Apart from the Uniform Anatomical Gifts Act, passed in 1968, there is no federal legislation regulating what is done with unclaimed bodies, according to Thomas Champney, a professor of anatomy at the University of Miami Miller School of Medicine. In states that regulate unclaimed bodies, it is simply up to the agency and county to decide what to do with them.

“I would really like to see some kind of federal law passed that would say that all of people’s unclaimed data should be uploaded into a national database where families could search for their loved ones,” Champney told Salon in a phone interview. “But currently there is little regulation and virtually no laws.”

Other countries have more centralized mechanisms for regulating unclaimed persons, Balta said. In the UK, for example, His Majesty’s Surveyor of Anatomy has the power to close programs if they do not comply with federal body donation regulations.

AAA created task force to implement best practices in body donation in 2019, which Balta said should be published before the end of the year.
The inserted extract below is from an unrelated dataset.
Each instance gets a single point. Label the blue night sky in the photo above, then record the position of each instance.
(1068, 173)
“We specifically say (in the guidelines) that body donation programs should not accept unclaimed or unidentified people into their programs for equity reasons,” Balta said.

Even immediate family members who choose to donate their deceased loved ones to medical schools may not be doing so out of a desire to advance science. One 2022 study found that the body donation registration process varies widely across the country, with many places that accept donors not informing families about everything the process entails. Unfortunately for some families, this may be the only available option for dealing with their relatives’ remains, says Lauren K. Bagian, a body donation researcher at Georgetown University School of Medicine.

“They can simply donate because most of the time, as part of a donation, institutions cover the cost of embalming, burial, preparing a death certificate or transporting the body, which can be thousands of dollars,” Bagyan told Salon in a phone interview. “This is another interesting ethical question: Do we accept these donations from next of kin, even though they may be financially motivated, when we do not require evidence that the person might have wanted it?”

It is cheaper for the county or state that handles the remains to donate the body to science. Each burial or cremation can cost thousands of dollars, and a new policy in one Texas county, for example, would cost $675,000 a year. That, Shupe said, is the price the district must pay for the support of its constituents in death—just as it did in life.

“These are unclaimed bodies, so they can be easily overlooked and forgotten,” Shupe said. “It’s good to see people finally paying attention to what’s going on and wondering if they have a greater obligation to these people after death.”